Marker based and markerless motion capture for equestrian rider kinematic analysis: A comparative study.
Journal:
Journal of biomechanics
Published Date:
Apr 26, 2025
Abstract
The study hypothesised that a markerless motion capture system can provide kinematic data comparable to a traditional marker-based system for riders mounted on a horse. The objective was to assess the markerless system's accuracy by directly comparing joint and segment angle measurements taken during walking and trotting with those obtained from a marker-based system. Ten healthy adult participants performed five dynamic trials during walking and trotting. A twelve-camera marker-based system and eight-camera 2D video-based system were synchronised.

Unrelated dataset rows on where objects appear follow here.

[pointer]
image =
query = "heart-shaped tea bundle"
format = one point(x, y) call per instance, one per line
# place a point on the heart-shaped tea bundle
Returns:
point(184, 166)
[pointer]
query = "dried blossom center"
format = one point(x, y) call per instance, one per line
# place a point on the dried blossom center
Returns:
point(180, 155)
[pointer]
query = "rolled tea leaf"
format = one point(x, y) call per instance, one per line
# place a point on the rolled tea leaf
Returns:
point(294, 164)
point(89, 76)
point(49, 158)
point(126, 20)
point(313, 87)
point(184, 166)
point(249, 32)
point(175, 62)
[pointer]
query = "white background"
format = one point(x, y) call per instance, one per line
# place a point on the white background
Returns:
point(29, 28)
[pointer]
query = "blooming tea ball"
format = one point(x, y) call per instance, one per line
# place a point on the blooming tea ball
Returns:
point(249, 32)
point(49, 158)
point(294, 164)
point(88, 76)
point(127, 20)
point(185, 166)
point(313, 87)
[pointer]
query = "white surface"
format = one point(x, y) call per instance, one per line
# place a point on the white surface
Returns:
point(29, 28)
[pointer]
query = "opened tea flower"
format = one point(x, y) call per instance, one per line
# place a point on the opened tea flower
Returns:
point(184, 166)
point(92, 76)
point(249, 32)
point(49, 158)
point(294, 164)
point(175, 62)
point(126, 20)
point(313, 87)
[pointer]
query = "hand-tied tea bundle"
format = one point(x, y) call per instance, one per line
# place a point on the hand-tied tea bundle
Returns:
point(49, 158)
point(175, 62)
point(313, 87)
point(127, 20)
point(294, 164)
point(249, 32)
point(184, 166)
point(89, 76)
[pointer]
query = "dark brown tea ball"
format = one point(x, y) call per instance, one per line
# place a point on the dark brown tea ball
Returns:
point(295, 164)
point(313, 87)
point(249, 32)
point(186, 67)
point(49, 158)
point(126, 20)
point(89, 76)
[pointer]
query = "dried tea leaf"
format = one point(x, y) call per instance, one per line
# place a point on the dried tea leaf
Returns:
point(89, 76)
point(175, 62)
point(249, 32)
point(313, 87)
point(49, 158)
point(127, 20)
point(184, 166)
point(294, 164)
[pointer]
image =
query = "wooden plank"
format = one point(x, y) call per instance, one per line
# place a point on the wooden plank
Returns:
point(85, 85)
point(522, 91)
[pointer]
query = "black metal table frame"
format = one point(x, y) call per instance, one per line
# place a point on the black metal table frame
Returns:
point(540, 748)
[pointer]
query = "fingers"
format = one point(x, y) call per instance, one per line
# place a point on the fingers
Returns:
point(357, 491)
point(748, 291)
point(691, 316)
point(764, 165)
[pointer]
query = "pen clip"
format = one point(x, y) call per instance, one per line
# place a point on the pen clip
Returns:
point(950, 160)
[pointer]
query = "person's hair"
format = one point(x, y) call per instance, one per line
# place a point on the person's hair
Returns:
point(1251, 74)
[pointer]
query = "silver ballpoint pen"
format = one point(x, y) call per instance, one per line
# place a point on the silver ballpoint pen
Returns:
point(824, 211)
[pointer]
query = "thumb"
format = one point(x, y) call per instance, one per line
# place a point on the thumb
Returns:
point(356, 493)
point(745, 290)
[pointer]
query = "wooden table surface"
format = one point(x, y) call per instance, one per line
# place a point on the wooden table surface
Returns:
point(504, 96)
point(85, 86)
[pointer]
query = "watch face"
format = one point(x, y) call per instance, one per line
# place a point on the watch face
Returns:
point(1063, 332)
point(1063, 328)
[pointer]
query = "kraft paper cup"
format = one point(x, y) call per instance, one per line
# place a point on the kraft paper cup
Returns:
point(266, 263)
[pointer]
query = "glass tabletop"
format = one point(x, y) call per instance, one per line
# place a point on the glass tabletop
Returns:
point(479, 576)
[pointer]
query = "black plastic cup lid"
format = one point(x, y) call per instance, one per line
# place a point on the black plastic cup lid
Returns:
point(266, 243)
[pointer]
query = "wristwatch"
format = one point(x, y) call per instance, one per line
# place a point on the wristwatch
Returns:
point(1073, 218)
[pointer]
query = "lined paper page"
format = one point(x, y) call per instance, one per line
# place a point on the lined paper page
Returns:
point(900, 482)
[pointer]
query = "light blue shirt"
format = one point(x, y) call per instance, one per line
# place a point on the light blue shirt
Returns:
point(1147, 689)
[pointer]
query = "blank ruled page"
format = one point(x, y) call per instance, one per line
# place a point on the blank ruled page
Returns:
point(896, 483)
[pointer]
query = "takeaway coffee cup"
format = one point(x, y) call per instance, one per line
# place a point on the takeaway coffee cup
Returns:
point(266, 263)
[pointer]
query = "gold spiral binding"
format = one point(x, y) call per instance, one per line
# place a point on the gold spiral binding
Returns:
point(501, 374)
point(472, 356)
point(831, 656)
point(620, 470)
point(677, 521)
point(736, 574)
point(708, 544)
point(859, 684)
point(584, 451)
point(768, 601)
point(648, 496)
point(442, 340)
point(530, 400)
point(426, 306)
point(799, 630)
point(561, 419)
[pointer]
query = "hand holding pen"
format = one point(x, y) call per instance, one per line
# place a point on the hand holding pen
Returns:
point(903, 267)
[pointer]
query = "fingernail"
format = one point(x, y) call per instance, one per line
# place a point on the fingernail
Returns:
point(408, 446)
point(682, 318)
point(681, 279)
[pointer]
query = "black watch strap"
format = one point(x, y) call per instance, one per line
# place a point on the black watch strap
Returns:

Three-dimensional hip, knee, shoulder and elbow joint angles, and the global trunk and pelvis angle were computed for comparison between the two systems. To assess the error between systems, the root mean square difference (RMSD) was averaged across each gait cycle and statistical parametric mapping (SPM) paired t-tests were applied. The sagittal trunk angle had the lowest RMSD of 2.0° and elbow rotation had the highest RMSD of 19°, with the same values for walking and trotting. SPM indicated increased hip flexion (0-100 %, p < 0.001) and elbow flexion (24-47 %, p = 0.03; 63-100 %, p < 0.001) in the walking gait cycle for the markerless system. A lack of joint range of motion and obscured medial limbs during walking whilst mounted on horses may cause increased offsets for markerless data in equestrian riders. No significant differences were found for the transverse plane, yet there tended to be increased RMSD. This lack of consistency suggests results from the transverse plane in equestrian riders should be interpreted with caution. Study findings indicate that markerless technology has the potential to be a suitable alternative to marker-based systems for assessment of equestrian riders, dependent on the segment/joint angle of interest and the level of acceptable error. These results indicate that markerless systems can effectively be utilised for rider biofeedback, though their application may be limited for specific joint analyses.